DECES DE HOLLY WOODLAWN (La Muse de Andy Warhol)

DÉCÈS: Holly Woodlawn (1946-2015)

DÉCÈS: Holly Woodlawn (1946-2015)


L'actrice américaine Holly Woodlawn est décédée. Icône d'Andy Warhol, Holly Woodlawn est apparue pour la première fois au cinéma dans Trash de Paul Morrissey. Elle retrouve le réalisateur un an plus tard sur Women in Revolt et participe aux documentaires Underground and Emigrants et Tally Brown, New York de l'Allemand Rosa von Praunheim. Plus récemment, Woodlawn apparaît dans Les Frères Falls de Michael Polish, sorti chez nous en l'an 2000. Elle avait par ailleurs inspiré les paroles de Walk on the Wild Side de Lou Reed.
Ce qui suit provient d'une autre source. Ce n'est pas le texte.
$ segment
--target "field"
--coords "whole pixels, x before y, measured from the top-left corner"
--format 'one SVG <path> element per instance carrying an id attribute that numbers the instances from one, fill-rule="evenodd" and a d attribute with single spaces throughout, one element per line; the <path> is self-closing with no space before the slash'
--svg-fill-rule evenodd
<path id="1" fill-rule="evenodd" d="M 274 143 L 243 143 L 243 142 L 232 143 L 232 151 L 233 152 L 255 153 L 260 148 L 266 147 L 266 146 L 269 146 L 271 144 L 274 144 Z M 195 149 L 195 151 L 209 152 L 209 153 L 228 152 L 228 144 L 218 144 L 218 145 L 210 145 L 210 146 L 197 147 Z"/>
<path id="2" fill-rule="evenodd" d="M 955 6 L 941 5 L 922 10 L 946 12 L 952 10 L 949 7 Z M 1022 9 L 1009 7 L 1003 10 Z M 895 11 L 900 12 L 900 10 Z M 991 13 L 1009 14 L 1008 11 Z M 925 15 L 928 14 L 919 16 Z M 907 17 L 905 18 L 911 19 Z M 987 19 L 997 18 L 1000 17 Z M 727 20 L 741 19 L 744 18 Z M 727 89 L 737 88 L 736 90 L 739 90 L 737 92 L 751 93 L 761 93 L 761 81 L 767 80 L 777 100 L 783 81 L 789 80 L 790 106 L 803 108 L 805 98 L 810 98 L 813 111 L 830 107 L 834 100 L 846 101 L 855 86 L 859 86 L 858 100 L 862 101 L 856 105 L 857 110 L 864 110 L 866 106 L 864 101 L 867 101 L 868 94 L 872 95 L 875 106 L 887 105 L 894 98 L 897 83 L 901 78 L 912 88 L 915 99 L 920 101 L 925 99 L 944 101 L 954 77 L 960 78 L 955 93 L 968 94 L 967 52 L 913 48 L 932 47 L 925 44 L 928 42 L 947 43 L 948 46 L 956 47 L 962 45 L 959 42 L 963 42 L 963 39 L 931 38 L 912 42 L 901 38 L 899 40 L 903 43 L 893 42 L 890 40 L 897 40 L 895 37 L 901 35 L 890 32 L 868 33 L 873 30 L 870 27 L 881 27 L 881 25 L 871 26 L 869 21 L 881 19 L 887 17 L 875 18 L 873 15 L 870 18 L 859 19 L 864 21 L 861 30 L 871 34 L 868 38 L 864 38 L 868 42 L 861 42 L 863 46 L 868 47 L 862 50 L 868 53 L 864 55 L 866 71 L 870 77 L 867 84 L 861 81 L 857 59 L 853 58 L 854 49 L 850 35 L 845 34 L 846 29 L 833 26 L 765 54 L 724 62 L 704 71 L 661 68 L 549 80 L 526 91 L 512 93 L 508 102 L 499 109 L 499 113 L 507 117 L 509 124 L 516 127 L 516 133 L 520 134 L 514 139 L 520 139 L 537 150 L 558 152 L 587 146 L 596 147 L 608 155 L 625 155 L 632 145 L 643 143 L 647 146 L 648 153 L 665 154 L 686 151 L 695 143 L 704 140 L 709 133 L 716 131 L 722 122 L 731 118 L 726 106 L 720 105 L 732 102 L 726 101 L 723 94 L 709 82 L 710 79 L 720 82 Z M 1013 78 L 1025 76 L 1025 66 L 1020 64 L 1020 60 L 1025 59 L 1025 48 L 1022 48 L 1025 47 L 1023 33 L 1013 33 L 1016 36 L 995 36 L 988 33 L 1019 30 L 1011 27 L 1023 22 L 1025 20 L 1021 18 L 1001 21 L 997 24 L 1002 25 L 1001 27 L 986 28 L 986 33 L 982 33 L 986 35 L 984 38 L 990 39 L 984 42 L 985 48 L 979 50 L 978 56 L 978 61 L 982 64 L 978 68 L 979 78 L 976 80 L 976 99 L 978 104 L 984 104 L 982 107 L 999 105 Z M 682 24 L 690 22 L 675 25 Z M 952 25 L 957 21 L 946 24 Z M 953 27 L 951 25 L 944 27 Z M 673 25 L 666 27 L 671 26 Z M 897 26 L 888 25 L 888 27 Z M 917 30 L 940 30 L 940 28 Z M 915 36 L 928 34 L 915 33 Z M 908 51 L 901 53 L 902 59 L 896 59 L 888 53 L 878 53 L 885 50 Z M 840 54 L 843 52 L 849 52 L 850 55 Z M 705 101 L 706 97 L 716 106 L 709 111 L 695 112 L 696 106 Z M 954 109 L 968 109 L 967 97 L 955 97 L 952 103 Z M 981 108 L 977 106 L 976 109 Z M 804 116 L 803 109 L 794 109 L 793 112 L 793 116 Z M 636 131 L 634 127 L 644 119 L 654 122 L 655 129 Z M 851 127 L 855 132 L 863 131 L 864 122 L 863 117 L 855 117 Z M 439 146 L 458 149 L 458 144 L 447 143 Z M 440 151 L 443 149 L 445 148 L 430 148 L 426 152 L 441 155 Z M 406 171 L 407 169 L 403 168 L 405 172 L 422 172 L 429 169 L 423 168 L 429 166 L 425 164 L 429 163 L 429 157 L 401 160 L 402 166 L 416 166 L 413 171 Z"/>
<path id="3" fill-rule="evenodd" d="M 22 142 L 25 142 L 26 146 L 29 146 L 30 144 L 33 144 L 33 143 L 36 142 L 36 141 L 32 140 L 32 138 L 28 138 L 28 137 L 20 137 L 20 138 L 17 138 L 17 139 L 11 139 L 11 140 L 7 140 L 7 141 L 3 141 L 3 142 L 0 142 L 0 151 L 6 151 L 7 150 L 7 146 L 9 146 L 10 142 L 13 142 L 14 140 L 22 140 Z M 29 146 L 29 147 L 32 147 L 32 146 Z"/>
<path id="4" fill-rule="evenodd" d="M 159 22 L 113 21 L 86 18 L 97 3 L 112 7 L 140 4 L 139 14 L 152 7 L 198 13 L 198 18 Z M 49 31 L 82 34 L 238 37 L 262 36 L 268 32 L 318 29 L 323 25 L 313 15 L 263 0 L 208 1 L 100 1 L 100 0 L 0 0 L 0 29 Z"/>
Holly Woodlawn avait 69 ans.

Holly Woodlawn, crinière brune et yeux verts, était née en 1946 d'un autre genre et d'un autre monde que celui, scintillant, factice, festif, abusif et débridé de la Factory, usine à rêves underground. Né Haroldo Santiago Franceschi Rodriguez Danhakl à Juana Díaz, Puerto Rico, ce joli petit garçon fluet a grandi à Miami Beach comme un simple fils d'un soldat américain d'ascendance allemande. Changement de décor. Holly Woodlawn est connue comme la créature invraisemblable de Trash, le plus gros succès commercial des films d'Andy Warhol où cette travestie maigre et exaltée se livre sans complexe à l'objectif.
N'a-t-elle pas inspiré Lou Reed pour la première phrase de de sa chanson-culte Walk on the Wild Side (1972 )? «Holly came from Miami, F.L.A. / Hitch-hiked her way across the U.S.A. / Plucked her eyebrows on the way / Shaved her legs and then he was a she / She says, «Hey, babe, / Take a walk on the wild side.» / Said, «Hey, honey, / Take a walk on the wild side», chante la voix profonde de Lou Reed sous la houlette de David Bowie en 1972, en souvenir des années du Velvet Underground quand le groupe marginal et décadent, pionnier du punk, était produit par le défricheur Andy Warhol, le pape du Pop.

L'héritière du Woodlawn Cemetery

Ayant fait son «coming out» très jeune, confiera-t-elle, Haroldo Santiago se choisit le prénom féminin de Holly par admiration pour Audrey Hepburn, alias Holly Golightly, dansBreakfast at Tiffany's dde Blake Edwards (1961). Puis se forgea en 1969 un nouveau nom en regardant un épisode du «soap» I Love Lucy où brillaient Lucille Ball, Desi Arnaz, Vivian Vance et William Frawley. Pleine d'humour, d'alcool, de drogue et de rêves pailletés, l'héroïne de Women in Revolt (1971), débarquée à 16 ans à New York dans le monde à risques de la pop culture, se fait passer alors pour l'héritière du Woodlawn Cemetery, une des plus grands et des plus anciens (1863), cimetières de New York dans le Bronx.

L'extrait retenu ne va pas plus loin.